Machine learning workflow#

Supervised machine learning is quite flexible; it can be used on a variety of problems and different kinds of data. Here is a typical workflow of a supervised machine learning systems.

We will build machine learning pipelines in this course, focusing on some of the steps above.



âť“âť“ Questions for you#

iClicker cloud join link: https://join.iclicker.com/VYFJ

Select all of the following statements which are True (iClicker)#

  • (A) Predicting spam is an example of machine learning.
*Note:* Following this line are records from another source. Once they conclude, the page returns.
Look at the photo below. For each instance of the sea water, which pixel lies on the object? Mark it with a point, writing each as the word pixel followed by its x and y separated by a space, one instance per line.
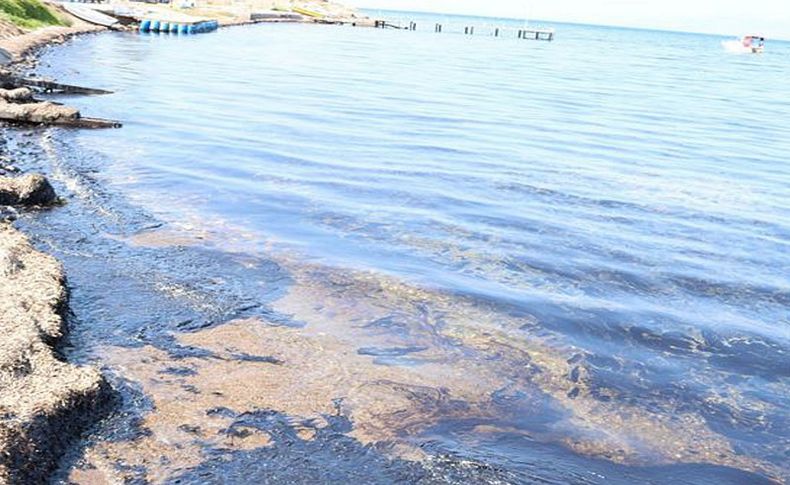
pixel 599 225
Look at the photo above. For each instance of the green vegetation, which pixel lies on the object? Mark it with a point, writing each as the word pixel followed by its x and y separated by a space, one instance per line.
pixel 28 14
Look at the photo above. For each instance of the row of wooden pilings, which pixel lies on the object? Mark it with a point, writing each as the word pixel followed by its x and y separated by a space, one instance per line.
pixel 532 34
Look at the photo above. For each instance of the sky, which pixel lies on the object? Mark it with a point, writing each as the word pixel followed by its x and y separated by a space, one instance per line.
pixel 730 17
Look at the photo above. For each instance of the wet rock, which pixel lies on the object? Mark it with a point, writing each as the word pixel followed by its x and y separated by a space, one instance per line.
pixel 44 112
pixel 44 402
pixel 8 214
pixel 18 95
pixel 32 189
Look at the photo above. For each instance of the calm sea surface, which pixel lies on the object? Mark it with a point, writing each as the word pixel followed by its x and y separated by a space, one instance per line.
pixel 597 228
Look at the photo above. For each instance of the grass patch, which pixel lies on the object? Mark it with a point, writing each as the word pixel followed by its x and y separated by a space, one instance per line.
pixel 28 14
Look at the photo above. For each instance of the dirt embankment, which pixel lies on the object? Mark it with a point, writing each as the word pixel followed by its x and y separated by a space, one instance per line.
pixel 44 401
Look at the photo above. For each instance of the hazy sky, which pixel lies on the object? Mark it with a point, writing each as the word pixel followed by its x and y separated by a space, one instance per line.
pixel 769 17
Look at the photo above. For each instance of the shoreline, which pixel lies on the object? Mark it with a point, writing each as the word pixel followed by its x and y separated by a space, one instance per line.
pixel 46 402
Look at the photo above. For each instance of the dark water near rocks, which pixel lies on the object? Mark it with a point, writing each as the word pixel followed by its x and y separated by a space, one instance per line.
pixel 570 261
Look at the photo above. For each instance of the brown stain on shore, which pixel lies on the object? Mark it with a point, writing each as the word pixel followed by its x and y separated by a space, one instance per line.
pixel 460 356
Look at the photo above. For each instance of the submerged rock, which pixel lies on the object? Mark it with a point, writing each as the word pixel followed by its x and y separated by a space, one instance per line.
pixel 18 95
pixel 44 112
pixel 32 189
pixel 44 401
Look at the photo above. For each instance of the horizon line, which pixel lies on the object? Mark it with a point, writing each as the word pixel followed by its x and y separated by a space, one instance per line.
pixel 580 24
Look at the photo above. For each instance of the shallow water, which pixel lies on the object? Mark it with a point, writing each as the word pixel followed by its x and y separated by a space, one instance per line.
pixel 479 258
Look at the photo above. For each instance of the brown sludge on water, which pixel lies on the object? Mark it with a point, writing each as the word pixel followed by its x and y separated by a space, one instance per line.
pixel 395 360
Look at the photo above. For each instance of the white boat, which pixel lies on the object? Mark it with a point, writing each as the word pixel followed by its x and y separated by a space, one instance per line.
pixel 751 44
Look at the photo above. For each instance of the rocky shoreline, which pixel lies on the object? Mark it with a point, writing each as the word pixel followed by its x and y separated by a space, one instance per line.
pixel 45 402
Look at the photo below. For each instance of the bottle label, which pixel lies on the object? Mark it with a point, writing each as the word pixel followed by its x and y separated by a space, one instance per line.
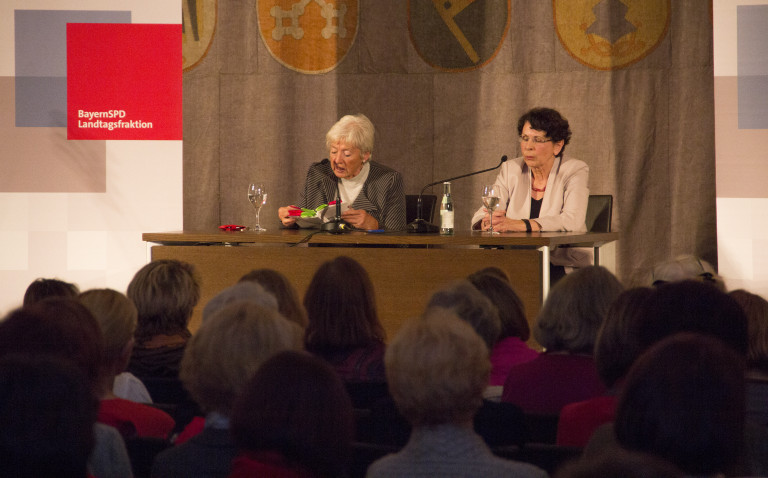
pixel 446 219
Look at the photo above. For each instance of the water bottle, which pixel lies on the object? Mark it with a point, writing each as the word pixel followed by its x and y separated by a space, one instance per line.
pixel 446 210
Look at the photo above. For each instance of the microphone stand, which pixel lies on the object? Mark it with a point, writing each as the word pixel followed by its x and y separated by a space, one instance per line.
pixel 337 225
pixel 420 225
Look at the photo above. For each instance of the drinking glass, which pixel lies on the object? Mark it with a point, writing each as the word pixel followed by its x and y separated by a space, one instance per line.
pixel 257 194
pixel 491 198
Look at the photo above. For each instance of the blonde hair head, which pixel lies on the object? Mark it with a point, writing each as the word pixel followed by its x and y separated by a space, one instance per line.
pixel 228 349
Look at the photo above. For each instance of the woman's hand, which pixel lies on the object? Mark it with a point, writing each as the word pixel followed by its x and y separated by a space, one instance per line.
pixel 285 216
pixel 360 219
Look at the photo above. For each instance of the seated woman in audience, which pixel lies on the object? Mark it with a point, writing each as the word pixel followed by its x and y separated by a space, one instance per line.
pixel 686 267
pixel 116 315
pixel 437 368
pixel 219 360
pixel 165 293
pixel 63 329
pixel 756 310
pixel 43 288
pixel 683 401
pixel 567 329
pixel 510 348
pixel 278 285
pixel 47 415
pixel 293 419
pixel 616 349
pixel 344 326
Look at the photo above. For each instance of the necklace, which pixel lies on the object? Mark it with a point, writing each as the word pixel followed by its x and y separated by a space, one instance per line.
pixel 537 189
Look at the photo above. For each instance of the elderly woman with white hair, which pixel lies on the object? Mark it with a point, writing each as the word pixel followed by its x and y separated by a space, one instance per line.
pixel 372 195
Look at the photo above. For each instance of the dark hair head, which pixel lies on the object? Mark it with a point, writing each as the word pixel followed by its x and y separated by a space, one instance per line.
pixel 296 405
pixel 551 122
pixel 683 400
pixel 341 306
pixel 756 310
pixel 47 414
pixel 510 307
pixel 57 327
pixel 165 293
pixel 619 464
pixel 472 306
pixel 617 345
pixel 42 288
pixel 693 306
pixel 278 285
pixel 575 309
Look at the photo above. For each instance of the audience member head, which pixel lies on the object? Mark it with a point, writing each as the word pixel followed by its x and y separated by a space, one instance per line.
pixel 617 345
pixel 575 309
pixel 297 405
pixel 47 414
pixel 508 304
pixel 683 401
pixel 472 306
pixel 116 316
pixel 57 327
pixel 165 293
pixel 278 285
pixel 437 368
pixel 341 306
pixel 620 464
pixel 756 310
pixel 693 306
pixel 42 288
pixel 686 267
pixel 248 291
pixel 228 349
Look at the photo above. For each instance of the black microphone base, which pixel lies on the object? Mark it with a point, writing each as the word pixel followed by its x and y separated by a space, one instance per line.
pixel 420 226
pixel 337 226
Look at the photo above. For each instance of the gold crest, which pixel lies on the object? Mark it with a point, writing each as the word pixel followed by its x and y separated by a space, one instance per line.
pixel 198 25
pixel 308 36
pixel 610 34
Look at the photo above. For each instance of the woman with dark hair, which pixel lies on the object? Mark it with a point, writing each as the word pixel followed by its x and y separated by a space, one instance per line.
pixel 545 190
pixel 616 349
pixel 510 348
pixel 293 419
pixel 165 293
pixel 43 288
pixel 683 401
pixel 567 329
pixel 344 327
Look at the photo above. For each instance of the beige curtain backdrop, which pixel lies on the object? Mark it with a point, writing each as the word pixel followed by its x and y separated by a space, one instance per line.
pixel 646 130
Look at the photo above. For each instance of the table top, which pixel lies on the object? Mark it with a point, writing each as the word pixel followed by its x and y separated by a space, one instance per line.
pixel 314 236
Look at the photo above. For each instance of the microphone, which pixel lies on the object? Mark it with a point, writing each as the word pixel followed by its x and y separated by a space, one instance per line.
pixel 419 225
pixel 337 225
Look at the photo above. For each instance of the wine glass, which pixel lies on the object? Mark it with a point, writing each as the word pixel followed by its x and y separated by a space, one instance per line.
pixel 491 198
pixel 257 194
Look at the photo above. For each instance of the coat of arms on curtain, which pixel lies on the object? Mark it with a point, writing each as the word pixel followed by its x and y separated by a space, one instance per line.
pixel 610 34
pixel 198 25
pixel 458 35
pixel 308 36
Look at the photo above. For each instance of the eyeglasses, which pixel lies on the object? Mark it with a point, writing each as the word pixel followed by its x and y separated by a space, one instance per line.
pixel 536 139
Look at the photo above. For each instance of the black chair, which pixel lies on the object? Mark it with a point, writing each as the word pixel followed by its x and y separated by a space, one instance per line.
pixel 428 207
pixel 599 211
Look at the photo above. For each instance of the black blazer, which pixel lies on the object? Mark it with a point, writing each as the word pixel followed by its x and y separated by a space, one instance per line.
pixel 382 195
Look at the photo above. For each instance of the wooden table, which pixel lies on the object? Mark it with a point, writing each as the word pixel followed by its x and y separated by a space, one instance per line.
pixel 406 269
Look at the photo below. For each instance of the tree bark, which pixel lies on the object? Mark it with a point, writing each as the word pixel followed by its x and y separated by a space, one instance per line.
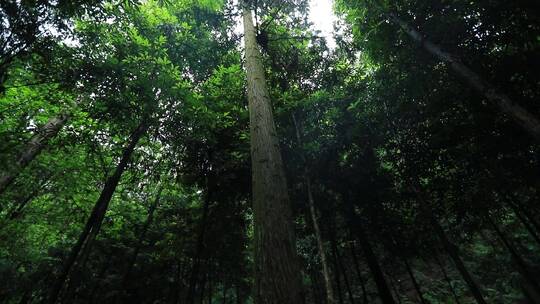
pixel 447 278
pixel 190 298
pixel 32 149
pixel 382 286
pixel 522 266
pixel 93 223
pixel 277 271
pixel 414 281
pixel 506 105
pixel 337 274
pixel 320 245
pixel 359 273
pixel 140 240
pixel 526 224
pixel 342 270
pixel 314 219
pixel 453 251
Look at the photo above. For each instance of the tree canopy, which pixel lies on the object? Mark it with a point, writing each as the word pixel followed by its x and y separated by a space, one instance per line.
pixel 213 151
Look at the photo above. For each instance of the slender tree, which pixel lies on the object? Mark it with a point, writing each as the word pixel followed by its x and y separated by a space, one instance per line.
pixel 277 271
pixel 32 149
pixel 503 102
pixel 93 224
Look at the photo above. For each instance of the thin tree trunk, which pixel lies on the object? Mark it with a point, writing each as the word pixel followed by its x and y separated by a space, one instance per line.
pixel 320 245
pixel 453 251
pixel 382 286
pixel 337 273
pixel 93 223
pixel 519 114
pixel 133 258
pixel 447 278
pixel 525 223
pixel 277 270
pixel 32 149
pixel 522 266
pixel 142 235
pixel 394 285
pixel 198 251
pixel 345 277
pixel 315 288
pixel 359 273
pixel 314 219
pixel 413 280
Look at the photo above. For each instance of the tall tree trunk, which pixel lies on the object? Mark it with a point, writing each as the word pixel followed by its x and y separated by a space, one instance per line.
pixel 414 281
pixel 133 258
pixel 342 270
pixel 315 288
pixel 447 278
pixel 337 273
pixel 382 286
pixel 522 266
pixel 359 273
pixel 277 269
pixel 315 221
pixel 506 105
pixel 93 223
pixel 453 251
pixel 194 276
pixel 32 149
pixel 320 245
pixel 394 285
pixel 526 224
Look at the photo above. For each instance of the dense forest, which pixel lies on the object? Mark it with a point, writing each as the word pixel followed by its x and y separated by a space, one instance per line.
pixel 213 151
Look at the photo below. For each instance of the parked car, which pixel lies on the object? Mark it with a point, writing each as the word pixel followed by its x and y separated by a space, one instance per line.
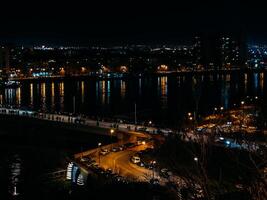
pixel 104 152
pixel 135 159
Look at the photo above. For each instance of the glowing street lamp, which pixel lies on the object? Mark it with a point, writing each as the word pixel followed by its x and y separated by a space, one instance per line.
pixel 99 145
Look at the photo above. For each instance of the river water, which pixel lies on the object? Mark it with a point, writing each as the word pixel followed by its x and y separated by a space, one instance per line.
pixel 164 100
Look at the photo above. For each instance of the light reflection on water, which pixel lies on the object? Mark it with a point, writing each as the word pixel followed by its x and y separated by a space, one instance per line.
pixel 15 175
pixel 154 94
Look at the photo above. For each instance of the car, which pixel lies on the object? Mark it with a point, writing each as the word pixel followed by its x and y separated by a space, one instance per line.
pixel 142 129
pixel 165 173
pixel 154 181
pixel 129 145
pixel 104 152
pixel 84 159
pixel 115 149
pixel 140 142
pixel 135 159
pixel 120 148
pixel 141 164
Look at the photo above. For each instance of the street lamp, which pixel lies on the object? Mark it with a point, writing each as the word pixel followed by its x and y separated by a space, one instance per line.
pixel 111 132
pixel 99 145
pixel 153 165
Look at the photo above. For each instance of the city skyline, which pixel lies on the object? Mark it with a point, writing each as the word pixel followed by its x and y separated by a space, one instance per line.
pixel 120 23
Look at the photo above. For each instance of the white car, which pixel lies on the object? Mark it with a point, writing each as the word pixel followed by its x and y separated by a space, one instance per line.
pixel 135 159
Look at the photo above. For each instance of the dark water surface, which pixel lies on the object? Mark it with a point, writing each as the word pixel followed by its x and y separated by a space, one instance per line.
pixel 165 100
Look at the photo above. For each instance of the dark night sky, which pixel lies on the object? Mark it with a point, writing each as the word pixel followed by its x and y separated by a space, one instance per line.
pixel 128 21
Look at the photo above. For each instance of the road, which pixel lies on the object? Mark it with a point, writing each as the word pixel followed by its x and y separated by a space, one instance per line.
pixel 119 162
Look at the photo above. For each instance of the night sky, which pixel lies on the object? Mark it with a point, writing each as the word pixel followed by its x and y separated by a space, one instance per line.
pixel 84 22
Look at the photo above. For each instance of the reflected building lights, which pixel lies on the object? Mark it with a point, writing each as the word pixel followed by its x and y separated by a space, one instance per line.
pixel 261 82
pixel 82 91
pixel 123 88
pixel 18 96
pixel 140 86
pixel 246 82
pixel 31 94
pixel 163 90
pixel 43 96
pixel 53 96
pixel 61 96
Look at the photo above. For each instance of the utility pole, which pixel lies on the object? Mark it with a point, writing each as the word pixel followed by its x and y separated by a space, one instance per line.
pixel 74 105
pixel 135 120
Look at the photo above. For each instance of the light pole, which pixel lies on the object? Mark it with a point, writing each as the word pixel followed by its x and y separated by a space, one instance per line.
pixel 99 145
pixel 111 132
pixel 135 120
pixel 153 165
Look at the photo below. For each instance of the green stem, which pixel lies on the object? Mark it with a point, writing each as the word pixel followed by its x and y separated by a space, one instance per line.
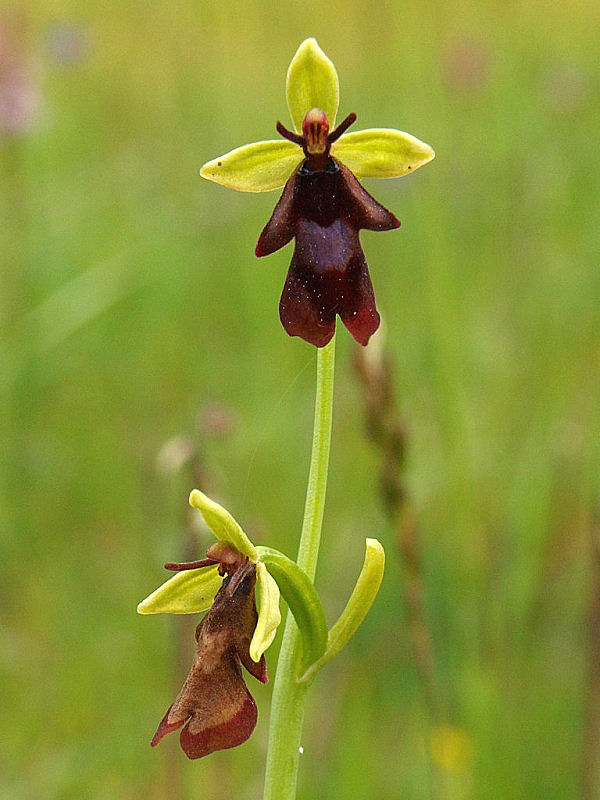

  • (B) Predicting housing prices is not an example of machine learning.

  • (C) For problems such as spelling correction, translation, face recognition, spam identification, if you are a domain expert, it’s usually faster and scalable to come up with a robust set of rules manually rather than building a machine learning model.

  • (D) If you are asked to write a program to find all prime numbers up to a limit, it is better to implement one of the algorithms for doing so rather than using machine learning.

  • (E) Google News is likely be using machine learning to organize news.



Summary#

  • Machine learning is increasingly being applied across various fields.

  • In supervised learning, we are given a set of observations (\(X\)) and their corresponding targets (\(y\)) and we wish to find a model function \(f\) that relates \(X\) to \(y\).

  • Machine learning is a different paradigm for problem solving. Very often it reduces the time you spend programming and helps customizing and scaling your products.

  • Before applying machine learning to a problem, it’s always advisable to assess whether a given problem is suitable for a machine learning solution or not.